Verschmelzen von Inhalten verschiedener Medien

Um den Bedürfnissen der Konsumenten Rechnung zu tragen, müssten die Medien individueller und interaktiver werden, lautet eine der zentralen Forderungen des Think-Tank. Dabei reichen die Vorschläge von Online-Plattformen mit einem hohen Servicegrad bis zu einem "Re-Packaging" und Verschmelzen von Inhalten verschiedener Medien (z.B. dem Sportteil vom Blick, zusammen mit dem Regionalteil des Tages-Anzeigers und dem Wirtschaftsbund der NZZ). Auf Seiten der Werbeauftraggeber stehen unter anderem der Wunsch nach online verfügbaren Instrumenten zum 1:1-Marketing im Vordergrund und "1-Stop-Shop"-Verkaufsorganisationen, die auf Multi-Channel-Werbung zugeschnitten sind. Insgesamt fordert der Think-Tank, dass sich die Medien klarer als bisher positionieren, z.B. als Informations-, Unterhaltungs-, Service- oder Wirtschafts-Marke.
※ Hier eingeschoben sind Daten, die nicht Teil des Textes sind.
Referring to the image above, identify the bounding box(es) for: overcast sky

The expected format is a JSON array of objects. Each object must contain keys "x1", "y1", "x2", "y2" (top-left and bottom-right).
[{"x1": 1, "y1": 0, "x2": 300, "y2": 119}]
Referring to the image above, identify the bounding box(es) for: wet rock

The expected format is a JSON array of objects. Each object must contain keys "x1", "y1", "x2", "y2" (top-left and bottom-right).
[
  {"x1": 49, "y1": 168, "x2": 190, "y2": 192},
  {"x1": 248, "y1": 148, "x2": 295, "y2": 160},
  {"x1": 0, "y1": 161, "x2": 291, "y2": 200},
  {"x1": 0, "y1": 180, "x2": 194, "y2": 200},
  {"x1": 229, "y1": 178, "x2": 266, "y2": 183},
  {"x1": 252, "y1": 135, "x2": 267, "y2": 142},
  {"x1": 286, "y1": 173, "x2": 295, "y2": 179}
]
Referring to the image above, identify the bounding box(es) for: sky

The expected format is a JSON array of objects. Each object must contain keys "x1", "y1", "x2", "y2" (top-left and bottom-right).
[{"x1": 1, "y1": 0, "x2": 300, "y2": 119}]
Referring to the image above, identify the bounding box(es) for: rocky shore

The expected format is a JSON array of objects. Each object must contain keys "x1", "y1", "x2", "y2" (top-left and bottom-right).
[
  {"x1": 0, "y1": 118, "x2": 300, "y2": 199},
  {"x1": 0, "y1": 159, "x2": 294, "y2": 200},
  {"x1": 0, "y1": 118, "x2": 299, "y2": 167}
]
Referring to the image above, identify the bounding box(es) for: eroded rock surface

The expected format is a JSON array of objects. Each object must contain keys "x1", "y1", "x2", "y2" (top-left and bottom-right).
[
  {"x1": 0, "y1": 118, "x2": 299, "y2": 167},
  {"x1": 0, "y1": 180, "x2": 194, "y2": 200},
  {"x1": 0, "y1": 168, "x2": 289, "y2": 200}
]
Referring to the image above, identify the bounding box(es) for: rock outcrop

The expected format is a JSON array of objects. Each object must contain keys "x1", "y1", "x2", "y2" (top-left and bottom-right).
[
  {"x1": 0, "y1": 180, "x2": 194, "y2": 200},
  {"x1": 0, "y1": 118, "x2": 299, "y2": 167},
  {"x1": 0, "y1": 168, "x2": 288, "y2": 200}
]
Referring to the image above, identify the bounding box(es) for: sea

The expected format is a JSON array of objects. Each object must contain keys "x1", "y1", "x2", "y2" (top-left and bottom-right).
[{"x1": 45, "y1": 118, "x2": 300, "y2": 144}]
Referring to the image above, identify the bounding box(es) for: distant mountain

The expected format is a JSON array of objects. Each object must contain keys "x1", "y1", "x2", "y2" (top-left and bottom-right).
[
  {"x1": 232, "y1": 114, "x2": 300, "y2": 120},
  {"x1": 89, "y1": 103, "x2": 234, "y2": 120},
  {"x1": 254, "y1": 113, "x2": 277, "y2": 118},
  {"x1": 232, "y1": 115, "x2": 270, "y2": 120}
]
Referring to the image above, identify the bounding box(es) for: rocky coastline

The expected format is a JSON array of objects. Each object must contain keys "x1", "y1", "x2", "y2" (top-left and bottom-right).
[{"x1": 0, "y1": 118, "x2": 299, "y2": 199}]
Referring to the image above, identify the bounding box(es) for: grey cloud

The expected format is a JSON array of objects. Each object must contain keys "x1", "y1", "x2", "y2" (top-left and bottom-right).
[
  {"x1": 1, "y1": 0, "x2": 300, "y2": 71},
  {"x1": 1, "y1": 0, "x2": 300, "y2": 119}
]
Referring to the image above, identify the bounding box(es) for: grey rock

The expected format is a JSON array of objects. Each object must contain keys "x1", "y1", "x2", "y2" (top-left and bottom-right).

Neben journalistischer Integrität und Glaubwürdigkeit werden in Zukunft die folgenden Werte für die Medien besonders wichtig sein: Geschwindigkeit, Einfachheit, Transparenz, Interaktion, Emotionalität, Engagement, Persönlichkeit, Vielfalt und Innovation.

Monopolistische Trägheit, fehlende Risikobereitschaft, ungenügende Ressourcen

Punkto Innovation stellt die von Moderatoren des Management Zentrum St. Gallen gecoachte Arbeitsgruppe den einheimischen Medienhäusern allerdings keine genügenden Noten aus. Die Schweizer Medien-Unternehmen seien zwar gute Kopierer, aber monopolistische Trägheit, fehlende Risikobereitschaft und ungenügende Ressourcen würden in der Regel echte Innovationen verhindern. Die Arbeitsgruppe kritisiert in diesem Zusammenhang mangelndes Know-how sowohl auf Seiten des Managements als auch bei den Journalisten. Eine besondere Schwachstelle sind das Marketing und ein institutionalisiertes Scouting neuer Trends. Unter anderem wird deshalb vorgeschlagen, im Management mehr branchenfremde Quereinsteiger zu integrieren und Benchmarking-Studien mit Unternehmen aus anderen Wirtschaftszweigen durchzuführen. Auf publizistischer Seite werden ein berufsbegleitender Ausbildungslehrgang "Master of Journalism" gefordert und ein Lohnsystem, das Eigeninitiative bei der Weiterbildung salärmässig berücksichtigt.